– Кто как хочет, так и называет, – сказала Нюра уклончиво. Ей не хотелось идти против редактора.
– Вот видите, – оживился редактор. – А у нас газета. Мы не можем называть кто как хочет. Вы по какому делу? – благосклонно спросил он у Нюры.
– Да я насчет мужика свово, насчет Чонкина.
Услышав эту фамилию, редактор отодвинул в сторону стакан с чаем, выпрямился и одеревеневшими губами сказал:
– Слушаю вас.
Фенолог Цыпин тут же исчез, словно его и не было.
– Слушаю вас, – повторил редактор.
– Так я вот насчет того же, что как же мне быть, – сказала Нюра, приближаясь к столу. – Чонкин-то мой мужик, а прокурор говорит, отказаться надо.
– Ну, раз прокурор говорит, значит, так и надо сделать, – сказал Ермолкин.
– Как же, – сказала Нюра, покачав головой, – я ведь беременная.
– Беременная? – удивился Ермолкин. – Это меняет дело. Подождите, я должен подумать.

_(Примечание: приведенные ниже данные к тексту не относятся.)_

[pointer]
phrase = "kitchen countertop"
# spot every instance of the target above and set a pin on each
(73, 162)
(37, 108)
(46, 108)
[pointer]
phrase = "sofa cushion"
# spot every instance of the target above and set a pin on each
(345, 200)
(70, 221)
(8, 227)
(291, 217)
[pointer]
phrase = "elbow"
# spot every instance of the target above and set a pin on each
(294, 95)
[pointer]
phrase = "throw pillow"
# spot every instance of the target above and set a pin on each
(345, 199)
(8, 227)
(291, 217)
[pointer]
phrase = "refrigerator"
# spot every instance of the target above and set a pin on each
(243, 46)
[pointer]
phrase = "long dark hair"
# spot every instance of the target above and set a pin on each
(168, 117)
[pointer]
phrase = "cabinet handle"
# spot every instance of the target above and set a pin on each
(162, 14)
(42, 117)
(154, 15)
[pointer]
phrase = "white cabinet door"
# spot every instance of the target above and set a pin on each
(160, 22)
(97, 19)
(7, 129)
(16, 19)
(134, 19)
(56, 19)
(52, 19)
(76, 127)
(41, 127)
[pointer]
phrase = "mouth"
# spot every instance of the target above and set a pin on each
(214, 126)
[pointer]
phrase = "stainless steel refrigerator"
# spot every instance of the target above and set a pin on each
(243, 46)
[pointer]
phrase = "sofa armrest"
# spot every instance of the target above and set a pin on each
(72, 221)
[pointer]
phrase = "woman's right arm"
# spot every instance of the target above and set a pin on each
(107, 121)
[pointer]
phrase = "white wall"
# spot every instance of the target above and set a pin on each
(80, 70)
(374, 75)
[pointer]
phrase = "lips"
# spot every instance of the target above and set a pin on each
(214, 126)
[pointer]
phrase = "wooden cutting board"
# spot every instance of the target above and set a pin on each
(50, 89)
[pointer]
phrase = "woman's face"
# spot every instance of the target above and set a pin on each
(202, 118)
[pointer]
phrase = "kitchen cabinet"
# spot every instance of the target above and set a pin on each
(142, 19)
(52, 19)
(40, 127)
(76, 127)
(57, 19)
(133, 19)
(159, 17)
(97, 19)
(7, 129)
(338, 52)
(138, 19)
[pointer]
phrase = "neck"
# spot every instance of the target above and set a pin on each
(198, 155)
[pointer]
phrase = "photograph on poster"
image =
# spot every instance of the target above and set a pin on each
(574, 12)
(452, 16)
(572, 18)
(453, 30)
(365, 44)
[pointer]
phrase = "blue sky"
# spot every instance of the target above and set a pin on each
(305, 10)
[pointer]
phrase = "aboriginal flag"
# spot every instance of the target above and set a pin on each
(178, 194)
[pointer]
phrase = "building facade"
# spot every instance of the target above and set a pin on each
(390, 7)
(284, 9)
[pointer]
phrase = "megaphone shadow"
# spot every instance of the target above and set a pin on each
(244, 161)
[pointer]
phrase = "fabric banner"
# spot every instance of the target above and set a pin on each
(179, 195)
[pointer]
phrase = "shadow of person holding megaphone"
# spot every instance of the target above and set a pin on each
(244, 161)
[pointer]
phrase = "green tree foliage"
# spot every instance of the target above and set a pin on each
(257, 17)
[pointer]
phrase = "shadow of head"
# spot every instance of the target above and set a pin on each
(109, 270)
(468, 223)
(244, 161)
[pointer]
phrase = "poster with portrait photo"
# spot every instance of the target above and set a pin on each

Он обхватил голову двумя руками, закрыл глаза, и похоже было, что действительно погрузился в глубокое размышление. Нюра смотрела на него с интересом, к которому примешивался и испуг, и уважение. Так, обхватив голову руками, Ермолкин просидел, может быть, несколько секунд, но Нюре показалось, что счет шел на минуты. Ермолкин вдруг тряхнул головой и, как бы приходя в себя, долго смотрел на Нюру. Достал из ящика чистый лист бумаги, подсунул Нюре и сказал тихо:
– Вот здесь внизу распишитесь.
– Зачем? – поинтересовалась Нюра.
– Мы здесь напишем заметку от вашего имени, нужна ваша подпись.
– Какую еще заметку? – насторожилась Нюра.
– Мы напишем, что вы как будущая мать от себя и от имени вашего ребенка решительно отмежевываетесь от так называемого Чонкина и заверяете, что будущего сына своего или дочь воспитаете истинным патриотом, преданным идеалам партии Ленина – Сталина.
– Вона чего, – сникла Нюра. – Везде одно и то же.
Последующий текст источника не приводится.